Referência ABNT para citação: CAVALLI, Cássio. O fim da recuperação extrajudicial, vida longa à recuperação extrajudicial. Agenda Recuperacional. São Paulo. v. 1, n. 17, p. 1-4, mai./2023. Disponível em: www.agendarecuperacional.com.br. Acesso em:

A recuperação extrajudicial é uma invenção do legislador brasileiro que promulgou a Lei 11.101/2005. Foi resultado da antropofagia legislativa na importação do modelo norte-americano de recuperação de empresas. Como se sabe, o Bankruptcy Code de 1978 disciplina nos seus capítulos os diferentes procedimentos concursais, e os capítulos são utilizados para denominar os procedimentos que disciplinam. Assim, há o Chapter 7, que disciplina a falência, o Chapter 9, que disciplina a reorganização de municípios, e o Chapter 11, que disciplina a recuperação judicial de empresas e de quaisquer devedores, o Chapter 12, que disciplina a recuperação de pequenos produtores rurais e pescadores, e o Chapter 13, que disciplina a reorganização de devedores com renda. Já os Chapters 1, 3 e 5 contêm disposições gerais aplicáveis aos procedimentos e o Chapter 15 disciplina procedimentos transfronteiriços. Estes capítulos constituem a totalidade do Bankruptcy Code, o qual só utiliza capítulos ímpares, com exceção do Chapter 12, que foi inserido posteriormente. Observe o leitor que, nesta ordenação, não há nenhum capítulo dedicado à recuperação extrajudicial. E isto porque a recuperação extrajudicial não é um procedimento recuperatório no direito norte-americano. O que há, na prática do direito norte-americano, é uma estratégia de utilização do Chapter 11, isto é, da recuperação judicial, de acordo com a qual a empresa devedora negocia previamente um plano com seus credores e ajuíza o pedido de Chapter 11 instruído com o plano e com os termos de adesão necessários à aprovação. Isto é, o plano e as adesões de Chapter 11 são pré-embalados. Daí o apelido prepackaged bankruptcy.

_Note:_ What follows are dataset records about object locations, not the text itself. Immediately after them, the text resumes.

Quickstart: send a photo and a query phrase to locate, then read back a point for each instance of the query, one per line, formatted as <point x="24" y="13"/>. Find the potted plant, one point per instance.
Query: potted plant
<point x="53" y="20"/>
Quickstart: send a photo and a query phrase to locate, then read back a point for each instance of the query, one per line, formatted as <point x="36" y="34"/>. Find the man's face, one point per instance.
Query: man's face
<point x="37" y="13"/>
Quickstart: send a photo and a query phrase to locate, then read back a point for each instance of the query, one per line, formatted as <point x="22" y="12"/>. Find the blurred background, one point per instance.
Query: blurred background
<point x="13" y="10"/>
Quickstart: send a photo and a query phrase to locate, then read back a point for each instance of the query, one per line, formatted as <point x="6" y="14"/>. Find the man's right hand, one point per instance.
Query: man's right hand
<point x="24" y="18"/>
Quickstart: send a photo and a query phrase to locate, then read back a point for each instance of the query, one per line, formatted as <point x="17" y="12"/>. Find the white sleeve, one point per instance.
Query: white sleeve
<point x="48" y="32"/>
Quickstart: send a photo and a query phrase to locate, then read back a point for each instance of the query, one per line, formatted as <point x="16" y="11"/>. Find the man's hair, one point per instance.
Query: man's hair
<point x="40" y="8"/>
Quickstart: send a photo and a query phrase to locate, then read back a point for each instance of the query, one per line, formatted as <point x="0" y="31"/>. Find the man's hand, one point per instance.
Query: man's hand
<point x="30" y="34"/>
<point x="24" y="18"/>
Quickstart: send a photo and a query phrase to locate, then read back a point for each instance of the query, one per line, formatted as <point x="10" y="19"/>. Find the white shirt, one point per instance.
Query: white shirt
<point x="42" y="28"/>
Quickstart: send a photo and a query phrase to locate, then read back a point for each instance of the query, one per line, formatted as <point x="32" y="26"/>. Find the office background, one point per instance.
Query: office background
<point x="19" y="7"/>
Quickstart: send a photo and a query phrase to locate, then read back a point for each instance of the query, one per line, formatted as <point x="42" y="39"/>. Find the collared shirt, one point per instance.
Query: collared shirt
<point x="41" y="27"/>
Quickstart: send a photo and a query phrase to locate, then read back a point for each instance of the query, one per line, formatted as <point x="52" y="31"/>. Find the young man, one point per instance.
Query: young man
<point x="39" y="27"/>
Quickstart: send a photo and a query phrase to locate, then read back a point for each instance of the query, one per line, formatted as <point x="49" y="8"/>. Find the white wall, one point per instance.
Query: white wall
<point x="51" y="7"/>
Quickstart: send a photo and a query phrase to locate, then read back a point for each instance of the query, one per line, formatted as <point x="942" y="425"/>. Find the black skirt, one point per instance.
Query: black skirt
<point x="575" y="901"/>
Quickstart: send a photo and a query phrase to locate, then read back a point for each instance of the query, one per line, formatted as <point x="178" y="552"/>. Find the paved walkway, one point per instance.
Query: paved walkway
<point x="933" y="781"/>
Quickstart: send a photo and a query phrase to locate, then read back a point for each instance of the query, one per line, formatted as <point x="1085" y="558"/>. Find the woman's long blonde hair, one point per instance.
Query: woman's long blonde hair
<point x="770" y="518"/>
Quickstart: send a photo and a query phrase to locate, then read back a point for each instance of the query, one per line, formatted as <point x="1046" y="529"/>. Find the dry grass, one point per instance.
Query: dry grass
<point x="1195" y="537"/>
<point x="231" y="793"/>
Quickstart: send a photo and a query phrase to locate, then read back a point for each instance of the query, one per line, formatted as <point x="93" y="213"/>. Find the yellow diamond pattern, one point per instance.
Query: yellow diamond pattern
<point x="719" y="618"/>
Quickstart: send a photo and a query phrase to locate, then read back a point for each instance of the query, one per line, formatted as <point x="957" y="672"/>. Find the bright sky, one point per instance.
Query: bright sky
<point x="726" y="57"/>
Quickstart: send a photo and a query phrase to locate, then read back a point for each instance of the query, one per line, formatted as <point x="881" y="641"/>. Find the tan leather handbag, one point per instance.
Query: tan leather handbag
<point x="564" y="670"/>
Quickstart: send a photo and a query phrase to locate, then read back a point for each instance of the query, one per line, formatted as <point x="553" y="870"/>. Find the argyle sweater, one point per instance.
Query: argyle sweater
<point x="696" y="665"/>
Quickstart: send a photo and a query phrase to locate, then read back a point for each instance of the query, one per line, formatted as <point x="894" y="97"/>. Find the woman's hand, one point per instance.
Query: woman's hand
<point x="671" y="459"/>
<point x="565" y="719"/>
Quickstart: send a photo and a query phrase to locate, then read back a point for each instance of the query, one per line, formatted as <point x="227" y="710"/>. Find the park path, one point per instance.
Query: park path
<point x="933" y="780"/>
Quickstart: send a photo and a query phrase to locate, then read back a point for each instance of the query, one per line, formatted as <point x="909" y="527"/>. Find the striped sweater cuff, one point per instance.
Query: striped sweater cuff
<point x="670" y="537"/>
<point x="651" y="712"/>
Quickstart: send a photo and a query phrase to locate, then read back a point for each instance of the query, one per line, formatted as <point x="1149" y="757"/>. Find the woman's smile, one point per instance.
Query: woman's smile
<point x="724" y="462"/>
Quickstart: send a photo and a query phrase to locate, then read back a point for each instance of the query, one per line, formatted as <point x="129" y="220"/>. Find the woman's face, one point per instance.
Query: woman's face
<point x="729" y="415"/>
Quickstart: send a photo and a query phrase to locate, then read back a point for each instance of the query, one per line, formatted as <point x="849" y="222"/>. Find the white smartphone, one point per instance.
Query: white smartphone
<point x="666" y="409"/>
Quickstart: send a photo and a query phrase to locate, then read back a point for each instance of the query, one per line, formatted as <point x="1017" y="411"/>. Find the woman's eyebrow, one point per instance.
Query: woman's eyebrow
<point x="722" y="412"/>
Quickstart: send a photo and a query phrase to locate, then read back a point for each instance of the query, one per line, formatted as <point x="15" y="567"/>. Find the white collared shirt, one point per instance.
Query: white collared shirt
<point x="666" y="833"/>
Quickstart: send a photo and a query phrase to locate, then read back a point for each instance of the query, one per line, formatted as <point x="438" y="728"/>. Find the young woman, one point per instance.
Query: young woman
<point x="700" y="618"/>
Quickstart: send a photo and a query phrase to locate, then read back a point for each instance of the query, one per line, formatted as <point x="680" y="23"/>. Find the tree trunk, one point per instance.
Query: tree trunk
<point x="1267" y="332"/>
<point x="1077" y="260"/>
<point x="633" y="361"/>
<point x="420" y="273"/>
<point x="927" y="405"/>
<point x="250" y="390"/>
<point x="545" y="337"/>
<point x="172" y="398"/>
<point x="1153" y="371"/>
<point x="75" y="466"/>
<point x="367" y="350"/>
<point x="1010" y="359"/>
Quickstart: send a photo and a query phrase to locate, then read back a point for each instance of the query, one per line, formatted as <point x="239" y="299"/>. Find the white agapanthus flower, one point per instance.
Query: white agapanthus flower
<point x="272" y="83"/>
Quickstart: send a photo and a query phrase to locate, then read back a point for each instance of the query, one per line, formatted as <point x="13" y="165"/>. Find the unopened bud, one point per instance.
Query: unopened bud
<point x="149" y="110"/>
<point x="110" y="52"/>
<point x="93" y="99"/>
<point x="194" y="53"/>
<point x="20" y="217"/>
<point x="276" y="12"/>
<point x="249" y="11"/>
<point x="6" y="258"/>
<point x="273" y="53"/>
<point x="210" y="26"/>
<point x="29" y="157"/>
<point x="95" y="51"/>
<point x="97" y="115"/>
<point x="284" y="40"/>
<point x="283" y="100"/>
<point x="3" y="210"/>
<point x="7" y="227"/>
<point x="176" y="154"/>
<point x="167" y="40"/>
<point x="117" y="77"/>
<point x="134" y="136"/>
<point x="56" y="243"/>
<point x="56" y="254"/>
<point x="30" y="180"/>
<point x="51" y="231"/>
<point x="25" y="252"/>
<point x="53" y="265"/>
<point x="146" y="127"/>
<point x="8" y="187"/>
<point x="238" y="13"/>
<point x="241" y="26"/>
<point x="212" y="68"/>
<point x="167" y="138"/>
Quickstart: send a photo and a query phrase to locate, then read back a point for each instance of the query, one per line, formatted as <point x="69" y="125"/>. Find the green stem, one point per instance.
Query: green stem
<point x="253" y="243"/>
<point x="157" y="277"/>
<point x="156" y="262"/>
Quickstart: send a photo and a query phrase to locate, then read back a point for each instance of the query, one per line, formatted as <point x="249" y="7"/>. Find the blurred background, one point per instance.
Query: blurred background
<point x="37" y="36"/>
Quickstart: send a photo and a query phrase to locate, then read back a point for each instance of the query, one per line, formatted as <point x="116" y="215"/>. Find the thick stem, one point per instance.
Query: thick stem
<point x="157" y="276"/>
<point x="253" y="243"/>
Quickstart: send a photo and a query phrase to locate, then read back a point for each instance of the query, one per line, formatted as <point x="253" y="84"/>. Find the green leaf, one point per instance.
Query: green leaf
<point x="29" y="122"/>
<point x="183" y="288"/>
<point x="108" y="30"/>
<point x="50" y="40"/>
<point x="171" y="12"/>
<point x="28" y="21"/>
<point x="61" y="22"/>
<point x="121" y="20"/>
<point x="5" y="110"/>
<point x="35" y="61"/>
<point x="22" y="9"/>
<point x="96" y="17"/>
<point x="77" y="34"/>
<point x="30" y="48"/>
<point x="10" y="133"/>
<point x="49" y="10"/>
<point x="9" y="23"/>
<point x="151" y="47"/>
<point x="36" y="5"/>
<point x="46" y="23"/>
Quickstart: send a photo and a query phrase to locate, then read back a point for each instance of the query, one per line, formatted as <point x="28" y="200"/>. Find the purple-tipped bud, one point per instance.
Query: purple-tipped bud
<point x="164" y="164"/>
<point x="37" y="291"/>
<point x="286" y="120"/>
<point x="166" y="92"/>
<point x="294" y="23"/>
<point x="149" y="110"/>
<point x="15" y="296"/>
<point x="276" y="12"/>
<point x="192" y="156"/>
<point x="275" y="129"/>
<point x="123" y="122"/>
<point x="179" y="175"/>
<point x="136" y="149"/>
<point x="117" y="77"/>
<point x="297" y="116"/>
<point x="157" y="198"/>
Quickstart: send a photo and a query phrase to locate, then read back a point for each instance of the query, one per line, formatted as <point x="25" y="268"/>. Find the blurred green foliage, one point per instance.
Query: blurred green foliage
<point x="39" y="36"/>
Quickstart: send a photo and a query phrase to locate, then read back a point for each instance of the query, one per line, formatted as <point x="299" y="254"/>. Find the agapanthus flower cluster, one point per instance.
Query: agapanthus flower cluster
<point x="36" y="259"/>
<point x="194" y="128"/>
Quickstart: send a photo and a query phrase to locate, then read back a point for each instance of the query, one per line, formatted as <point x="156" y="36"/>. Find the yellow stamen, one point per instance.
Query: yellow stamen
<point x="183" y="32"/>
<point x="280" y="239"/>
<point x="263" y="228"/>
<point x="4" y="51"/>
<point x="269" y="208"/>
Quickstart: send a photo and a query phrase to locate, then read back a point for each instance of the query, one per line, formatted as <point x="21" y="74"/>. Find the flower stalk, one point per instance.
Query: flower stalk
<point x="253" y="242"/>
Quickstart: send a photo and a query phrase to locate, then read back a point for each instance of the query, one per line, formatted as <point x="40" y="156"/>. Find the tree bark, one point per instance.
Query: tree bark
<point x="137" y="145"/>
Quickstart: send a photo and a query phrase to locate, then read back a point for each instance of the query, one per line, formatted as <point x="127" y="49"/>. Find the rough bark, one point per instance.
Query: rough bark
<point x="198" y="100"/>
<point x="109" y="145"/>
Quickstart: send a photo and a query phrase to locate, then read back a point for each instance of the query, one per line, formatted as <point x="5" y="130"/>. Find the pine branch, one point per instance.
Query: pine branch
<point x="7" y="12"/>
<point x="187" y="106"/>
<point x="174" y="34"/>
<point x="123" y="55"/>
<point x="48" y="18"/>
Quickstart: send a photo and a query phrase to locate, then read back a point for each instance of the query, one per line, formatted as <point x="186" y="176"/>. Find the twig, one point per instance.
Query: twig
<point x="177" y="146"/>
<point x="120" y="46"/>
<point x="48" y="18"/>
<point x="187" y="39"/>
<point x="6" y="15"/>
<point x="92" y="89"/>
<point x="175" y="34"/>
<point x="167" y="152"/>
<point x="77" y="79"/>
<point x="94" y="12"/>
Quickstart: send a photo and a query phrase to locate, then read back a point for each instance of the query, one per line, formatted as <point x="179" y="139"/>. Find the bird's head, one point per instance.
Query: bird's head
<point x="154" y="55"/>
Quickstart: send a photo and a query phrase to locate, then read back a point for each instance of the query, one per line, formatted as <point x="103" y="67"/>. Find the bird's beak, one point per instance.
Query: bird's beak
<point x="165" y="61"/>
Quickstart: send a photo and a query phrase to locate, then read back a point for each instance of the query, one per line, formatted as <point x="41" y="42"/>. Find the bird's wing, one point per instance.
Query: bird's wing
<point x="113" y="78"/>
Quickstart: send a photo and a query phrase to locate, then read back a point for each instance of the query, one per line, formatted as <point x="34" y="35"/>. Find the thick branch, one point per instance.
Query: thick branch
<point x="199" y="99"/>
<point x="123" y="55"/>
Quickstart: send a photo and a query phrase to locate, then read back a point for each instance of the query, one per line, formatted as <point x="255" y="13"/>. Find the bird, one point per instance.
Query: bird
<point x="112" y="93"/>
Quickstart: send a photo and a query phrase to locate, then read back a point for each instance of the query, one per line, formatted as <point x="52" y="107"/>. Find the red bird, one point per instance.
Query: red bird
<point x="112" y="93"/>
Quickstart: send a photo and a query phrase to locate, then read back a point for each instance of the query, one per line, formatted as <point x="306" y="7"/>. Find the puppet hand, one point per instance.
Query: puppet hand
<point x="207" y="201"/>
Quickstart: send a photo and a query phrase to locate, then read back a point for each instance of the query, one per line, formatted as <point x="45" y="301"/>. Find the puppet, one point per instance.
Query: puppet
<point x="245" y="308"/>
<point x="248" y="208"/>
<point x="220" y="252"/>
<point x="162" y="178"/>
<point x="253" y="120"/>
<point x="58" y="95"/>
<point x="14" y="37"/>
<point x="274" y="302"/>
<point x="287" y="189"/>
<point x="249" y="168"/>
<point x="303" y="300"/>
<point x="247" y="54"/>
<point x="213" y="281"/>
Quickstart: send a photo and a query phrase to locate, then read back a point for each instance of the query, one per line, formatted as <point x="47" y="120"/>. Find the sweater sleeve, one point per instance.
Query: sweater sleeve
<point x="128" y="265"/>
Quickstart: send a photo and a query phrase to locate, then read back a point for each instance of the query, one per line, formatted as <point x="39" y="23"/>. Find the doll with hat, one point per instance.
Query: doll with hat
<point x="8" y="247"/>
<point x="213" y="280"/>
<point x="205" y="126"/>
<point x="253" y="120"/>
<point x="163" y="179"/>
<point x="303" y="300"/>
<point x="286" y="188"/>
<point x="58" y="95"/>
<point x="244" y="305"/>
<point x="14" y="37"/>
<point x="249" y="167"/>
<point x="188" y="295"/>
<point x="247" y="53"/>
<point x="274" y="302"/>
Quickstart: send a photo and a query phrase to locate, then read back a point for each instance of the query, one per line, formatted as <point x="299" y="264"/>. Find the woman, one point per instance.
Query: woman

O legislador brasileiro de 2005 não compreendeu a prática e, para incorporá-la na Lei 11.101/2005, inventou o procedimento de recuperação extrajudicial (Capítulo VI, arts. 161-167), distinto do procedimento de recuperação judicial (Capítulo III, arts. 47-72). Como resultado, a Lei 11.101/2005 disciplinava em duplicado os mesmos assuntos, com normas substancialmente iguais com ligeiras diferenças para cada um dos procedimentos. Assim, por exemplo, aplicava-se a mesma norma de legitimação para figurar como devedor na recuperação judicial e na extrajudicial (art. 1º), os mesmos requisitos para postulação do art. 48 (art. 161); e a mesma norma sobre a previsão de alienação de ativos no plano (art. 60 e art. 166), que remetem à disciplina de alienação de ativos na falência (art. 142). A duplicação ou multiplicação de dispositivos que enunciam de modo igual uma mesma norma não é técnica legislativa recomendável. Por tratarem da mesmíssima forma de um mesmíssimo tema, estes dispositivos evidentemente constituem disposições comuns à recuperação judicial, a recuperação extrajudicial e à falência. Melhor teria sido concentrá-los em um único dispositivo, pois assegura-se maior uniformidade de interpretação e, portanto, promove segurança e previsibilidade.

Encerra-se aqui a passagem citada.